Load Forecast and Uncertainty
The AUC found EPC’s forecast of load to have been better supported and more representative of future load than that suggested by the CCA and Utilities’ Consumer Advocate (“UCA”). Regarding issues of vacancy rate in downtown Calgary and long-term impacts, the AUC was persuaded by the evidence presented by EPC. The AUC found that long-term impacts on load due to the COVID-19 pandemic were uncertain. The AUC repeated that its decision regarding the No. 1 Substation project was primarily driven by asset condition, not load.
The AUC accepted that the installation of the fifth transformer and its associated components during the initial construction was warranted from a cost and safety perspective. The AUC found that by placing conditions on when the fifth transformer and associated components are placed into EPC’s rate base, it addressed the load uncertainty while balancing EPC’s cost and safety concerns.
The AUC acknowledged concerns raised by interveners regarding limited information on the record associated with land remediation or reclamation at the existing site. Given statements and confirmations regarding environmental remediation and liability made by EPC, the AUC expected that EPC had reasonably accounted for the risk of potential environmental liability being imposed upon EPC at the existing site, as well as costs related to land remediation at the proposed site.

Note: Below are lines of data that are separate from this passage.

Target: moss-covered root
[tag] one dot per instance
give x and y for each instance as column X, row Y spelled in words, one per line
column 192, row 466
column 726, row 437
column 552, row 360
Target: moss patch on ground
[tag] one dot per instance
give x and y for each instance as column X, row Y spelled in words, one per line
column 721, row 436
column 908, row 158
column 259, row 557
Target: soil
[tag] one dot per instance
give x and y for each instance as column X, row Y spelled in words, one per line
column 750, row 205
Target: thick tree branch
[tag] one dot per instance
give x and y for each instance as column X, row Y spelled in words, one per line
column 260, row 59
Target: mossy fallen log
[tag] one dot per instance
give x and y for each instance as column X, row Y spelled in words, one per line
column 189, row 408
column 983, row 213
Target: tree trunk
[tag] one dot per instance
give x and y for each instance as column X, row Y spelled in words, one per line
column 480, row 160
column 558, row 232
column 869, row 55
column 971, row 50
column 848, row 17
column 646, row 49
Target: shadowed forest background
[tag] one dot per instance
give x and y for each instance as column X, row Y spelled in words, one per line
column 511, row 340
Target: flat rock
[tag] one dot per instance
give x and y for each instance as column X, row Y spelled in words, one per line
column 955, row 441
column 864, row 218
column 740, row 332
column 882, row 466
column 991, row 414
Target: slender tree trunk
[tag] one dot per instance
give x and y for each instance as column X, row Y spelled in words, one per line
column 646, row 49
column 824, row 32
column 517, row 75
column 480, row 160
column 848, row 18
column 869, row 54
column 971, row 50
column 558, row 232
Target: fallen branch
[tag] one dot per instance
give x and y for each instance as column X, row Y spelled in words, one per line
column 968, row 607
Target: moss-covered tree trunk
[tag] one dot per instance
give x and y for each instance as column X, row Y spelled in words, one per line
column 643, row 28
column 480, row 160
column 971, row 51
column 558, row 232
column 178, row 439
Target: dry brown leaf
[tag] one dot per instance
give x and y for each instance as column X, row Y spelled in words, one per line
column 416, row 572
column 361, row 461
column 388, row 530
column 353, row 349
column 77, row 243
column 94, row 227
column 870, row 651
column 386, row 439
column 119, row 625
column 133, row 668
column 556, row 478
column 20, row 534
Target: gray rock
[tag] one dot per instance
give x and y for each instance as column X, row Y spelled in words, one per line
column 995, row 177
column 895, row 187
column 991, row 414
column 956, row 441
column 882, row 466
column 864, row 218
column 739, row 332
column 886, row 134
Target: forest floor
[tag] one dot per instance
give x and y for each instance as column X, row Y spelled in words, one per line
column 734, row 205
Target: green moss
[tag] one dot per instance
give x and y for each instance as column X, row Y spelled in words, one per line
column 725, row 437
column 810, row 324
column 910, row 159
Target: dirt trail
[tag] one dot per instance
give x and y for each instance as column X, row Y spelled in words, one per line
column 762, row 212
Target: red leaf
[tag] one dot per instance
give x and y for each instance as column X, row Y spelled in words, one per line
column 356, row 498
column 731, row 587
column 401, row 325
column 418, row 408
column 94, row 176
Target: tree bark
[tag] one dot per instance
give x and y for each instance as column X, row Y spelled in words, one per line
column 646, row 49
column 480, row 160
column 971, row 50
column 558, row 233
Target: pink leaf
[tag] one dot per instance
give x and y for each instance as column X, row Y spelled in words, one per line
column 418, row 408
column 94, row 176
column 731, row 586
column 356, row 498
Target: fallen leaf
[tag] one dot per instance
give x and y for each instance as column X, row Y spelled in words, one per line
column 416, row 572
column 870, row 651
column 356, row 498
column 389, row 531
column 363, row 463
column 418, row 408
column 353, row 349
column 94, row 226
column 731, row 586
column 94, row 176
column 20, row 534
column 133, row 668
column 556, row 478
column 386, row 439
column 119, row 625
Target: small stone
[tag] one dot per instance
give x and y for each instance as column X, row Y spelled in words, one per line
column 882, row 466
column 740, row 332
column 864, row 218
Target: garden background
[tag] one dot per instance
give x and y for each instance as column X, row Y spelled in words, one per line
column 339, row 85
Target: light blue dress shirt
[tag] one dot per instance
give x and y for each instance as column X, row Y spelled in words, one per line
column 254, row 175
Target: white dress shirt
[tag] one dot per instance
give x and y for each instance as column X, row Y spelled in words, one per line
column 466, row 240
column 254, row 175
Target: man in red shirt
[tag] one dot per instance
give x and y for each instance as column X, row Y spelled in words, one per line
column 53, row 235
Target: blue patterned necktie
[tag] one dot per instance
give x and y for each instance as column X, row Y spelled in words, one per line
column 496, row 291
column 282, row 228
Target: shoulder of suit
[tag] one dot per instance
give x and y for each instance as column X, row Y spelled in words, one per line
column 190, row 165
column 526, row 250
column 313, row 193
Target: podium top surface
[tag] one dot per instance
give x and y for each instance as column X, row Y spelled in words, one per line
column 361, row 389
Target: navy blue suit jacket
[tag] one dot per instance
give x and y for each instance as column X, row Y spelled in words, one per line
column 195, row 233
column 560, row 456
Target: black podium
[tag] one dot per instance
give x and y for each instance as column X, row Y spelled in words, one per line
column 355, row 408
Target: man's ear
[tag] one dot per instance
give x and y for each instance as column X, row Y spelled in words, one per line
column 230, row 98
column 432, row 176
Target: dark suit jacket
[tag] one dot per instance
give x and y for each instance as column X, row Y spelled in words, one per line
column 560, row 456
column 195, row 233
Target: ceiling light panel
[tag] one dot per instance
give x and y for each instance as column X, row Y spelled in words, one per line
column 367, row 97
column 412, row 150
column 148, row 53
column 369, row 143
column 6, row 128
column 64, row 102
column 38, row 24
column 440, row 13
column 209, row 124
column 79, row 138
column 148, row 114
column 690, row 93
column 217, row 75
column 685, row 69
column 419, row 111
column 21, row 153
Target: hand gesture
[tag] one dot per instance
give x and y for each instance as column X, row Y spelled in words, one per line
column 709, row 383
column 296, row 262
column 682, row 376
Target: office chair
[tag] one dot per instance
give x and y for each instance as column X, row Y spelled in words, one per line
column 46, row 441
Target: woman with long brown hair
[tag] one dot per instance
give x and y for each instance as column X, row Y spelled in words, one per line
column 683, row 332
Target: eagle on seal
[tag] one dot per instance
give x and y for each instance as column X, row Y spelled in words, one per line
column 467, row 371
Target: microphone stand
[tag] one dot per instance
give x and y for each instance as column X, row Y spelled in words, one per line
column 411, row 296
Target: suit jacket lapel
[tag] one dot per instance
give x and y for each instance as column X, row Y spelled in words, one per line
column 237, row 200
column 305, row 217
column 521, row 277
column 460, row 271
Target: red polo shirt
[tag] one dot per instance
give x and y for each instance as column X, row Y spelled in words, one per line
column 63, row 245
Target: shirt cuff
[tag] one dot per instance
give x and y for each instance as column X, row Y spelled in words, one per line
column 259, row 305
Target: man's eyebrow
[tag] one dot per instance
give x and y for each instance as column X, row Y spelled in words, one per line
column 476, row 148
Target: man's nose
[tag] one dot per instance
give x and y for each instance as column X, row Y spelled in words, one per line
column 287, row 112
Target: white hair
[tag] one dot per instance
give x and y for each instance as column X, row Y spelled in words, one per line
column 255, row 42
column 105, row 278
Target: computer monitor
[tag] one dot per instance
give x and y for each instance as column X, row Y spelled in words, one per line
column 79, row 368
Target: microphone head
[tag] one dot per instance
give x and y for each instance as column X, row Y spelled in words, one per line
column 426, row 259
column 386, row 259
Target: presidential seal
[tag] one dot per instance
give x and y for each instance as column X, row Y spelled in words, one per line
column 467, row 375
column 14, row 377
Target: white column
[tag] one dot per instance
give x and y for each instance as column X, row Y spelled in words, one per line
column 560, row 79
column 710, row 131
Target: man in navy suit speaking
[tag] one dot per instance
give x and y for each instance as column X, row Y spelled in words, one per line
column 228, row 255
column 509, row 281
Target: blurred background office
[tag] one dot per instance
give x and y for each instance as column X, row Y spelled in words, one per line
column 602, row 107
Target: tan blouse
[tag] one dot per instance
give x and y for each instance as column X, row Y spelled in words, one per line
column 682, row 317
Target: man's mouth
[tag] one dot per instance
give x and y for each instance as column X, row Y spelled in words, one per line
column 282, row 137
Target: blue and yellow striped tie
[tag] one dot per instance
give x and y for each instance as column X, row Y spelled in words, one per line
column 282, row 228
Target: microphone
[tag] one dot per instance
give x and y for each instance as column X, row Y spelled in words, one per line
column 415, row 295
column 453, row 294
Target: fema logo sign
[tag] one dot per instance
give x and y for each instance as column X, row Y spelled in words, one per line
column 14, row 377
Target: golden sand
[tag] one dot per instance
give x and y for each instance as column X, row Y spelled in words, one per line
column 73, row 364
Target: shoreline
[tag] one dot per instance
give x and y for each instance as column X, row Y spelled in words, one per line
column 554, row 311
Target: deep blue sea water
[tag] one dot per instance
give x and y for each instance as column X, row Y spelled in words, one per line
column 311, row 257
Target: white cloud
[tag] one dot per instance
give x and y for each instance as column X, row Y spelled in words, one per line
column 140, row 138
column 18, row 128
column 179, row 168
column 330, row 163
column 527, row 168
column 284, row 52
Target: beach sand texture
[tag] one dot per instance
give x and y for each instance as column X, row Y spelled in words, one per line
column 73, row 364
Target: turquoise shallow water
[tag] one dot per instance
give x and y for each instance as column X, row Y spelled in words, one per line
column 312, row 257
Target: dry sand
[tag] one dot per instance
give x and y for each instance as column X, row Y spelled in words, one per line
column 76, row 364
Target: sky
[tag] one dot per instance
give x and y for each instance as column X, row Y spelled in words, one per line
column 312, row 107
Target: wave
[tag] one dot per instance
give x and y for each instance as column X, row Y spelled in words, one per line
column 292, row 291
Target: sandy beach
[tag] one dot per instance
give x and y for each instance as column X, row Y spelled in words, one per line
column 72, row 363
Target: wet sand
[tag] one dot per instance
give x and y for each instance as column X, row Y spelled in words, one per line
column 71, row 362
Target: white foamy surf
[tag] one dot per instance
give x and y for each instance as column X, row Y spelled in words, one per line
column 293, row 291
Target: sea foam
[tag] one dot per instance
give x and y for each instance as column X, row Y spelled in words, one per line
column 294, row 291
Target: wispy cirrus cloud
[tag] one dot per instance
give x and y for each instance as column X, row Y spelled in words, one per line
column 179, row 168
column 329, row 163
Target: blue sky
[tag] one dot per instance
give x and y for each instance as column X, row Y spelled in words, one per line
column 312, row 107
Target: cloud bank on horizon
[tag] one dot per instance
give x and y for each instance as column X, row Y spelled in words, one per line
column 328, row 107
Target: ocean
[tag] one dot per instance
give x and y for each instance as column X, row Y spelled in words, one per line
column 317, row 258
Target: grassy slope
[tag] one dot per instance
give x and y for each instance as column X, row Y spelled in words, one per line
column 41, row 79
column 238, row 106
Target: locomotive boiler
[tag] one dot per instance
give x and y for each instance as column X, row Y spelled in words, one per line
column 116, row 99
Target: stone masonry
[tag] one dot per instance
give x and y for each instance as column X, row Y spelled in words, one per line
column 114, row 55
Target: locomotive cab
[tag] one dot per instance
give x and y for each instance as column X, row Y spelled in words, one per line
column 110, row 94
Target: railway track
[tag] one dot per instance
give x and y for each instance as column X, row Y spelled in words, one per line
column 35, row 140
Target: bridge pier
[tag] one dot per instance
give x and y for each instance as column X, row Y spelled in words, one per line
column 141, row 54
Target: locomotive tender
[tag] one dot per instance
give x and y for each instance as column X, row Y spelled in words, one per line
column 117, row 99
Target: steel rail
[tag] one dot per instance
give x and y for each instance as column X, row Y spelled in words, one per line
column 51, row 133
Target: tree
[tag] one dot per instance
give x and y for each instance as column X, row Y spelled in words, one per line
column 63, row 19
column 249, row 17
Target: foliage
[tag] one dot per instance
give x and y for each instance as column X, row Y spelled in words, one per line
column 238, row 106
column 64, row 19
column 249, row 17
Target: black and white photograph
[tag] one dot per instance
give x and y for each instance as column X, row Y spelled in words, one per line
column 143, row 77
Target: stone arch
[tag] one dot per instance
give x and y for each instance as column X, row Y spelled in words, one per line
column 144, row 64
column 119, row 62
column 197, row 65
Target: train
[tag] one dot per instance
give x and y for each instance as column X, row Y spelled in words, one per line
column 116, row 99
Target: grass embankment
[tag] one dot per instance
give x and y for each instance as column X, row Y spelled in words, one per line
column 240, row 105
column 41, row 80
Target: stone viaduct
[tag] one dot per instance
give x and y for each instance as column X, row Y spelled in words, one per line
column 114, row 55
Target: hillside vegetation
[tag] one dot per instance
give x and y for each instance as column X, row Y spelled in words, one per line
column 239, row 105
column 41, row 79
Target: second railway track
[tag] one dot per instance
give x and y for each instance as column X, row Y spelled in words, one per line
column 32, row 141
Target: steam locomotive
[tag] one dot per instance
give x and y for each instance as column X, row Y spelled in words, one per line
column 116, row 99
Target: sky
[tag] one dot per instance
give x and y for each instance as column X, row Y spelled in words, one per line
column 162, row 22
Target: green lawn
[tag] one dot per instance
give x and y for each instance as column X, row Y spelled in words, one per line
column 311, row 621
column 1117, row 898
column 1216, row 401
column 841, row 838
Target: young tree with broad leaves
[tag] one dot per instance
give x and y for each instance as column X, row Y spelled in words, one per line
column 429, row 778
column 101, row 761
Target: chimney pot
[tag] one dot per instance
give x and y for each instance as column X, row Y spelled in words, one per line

Regarding concerns raised by the CCA related to cost estimates of asbestos abatement of the existing buildings, the AUC accepted EPC’s anticipated asbestos abatement requirements for the buildings at the existing substation.
The AUC further found that residual environmental effects of the project would not be significant if EPC observed suggested mitigation measures. The AUC required that EPC file a copy of the environmental management plan for the project, including mitigation measures, 60 days prior to the commencement of construction. This requirement was imposed to ensure an up-to-date environmental management plan was in place at the time of construction.
Concluding Findings and Decision
Based on its findings, the AUC determined that the applications were in the public interest in accordance with Section 17 of the Alberta Utilities Commission Act. The AUC approved EPC’s application.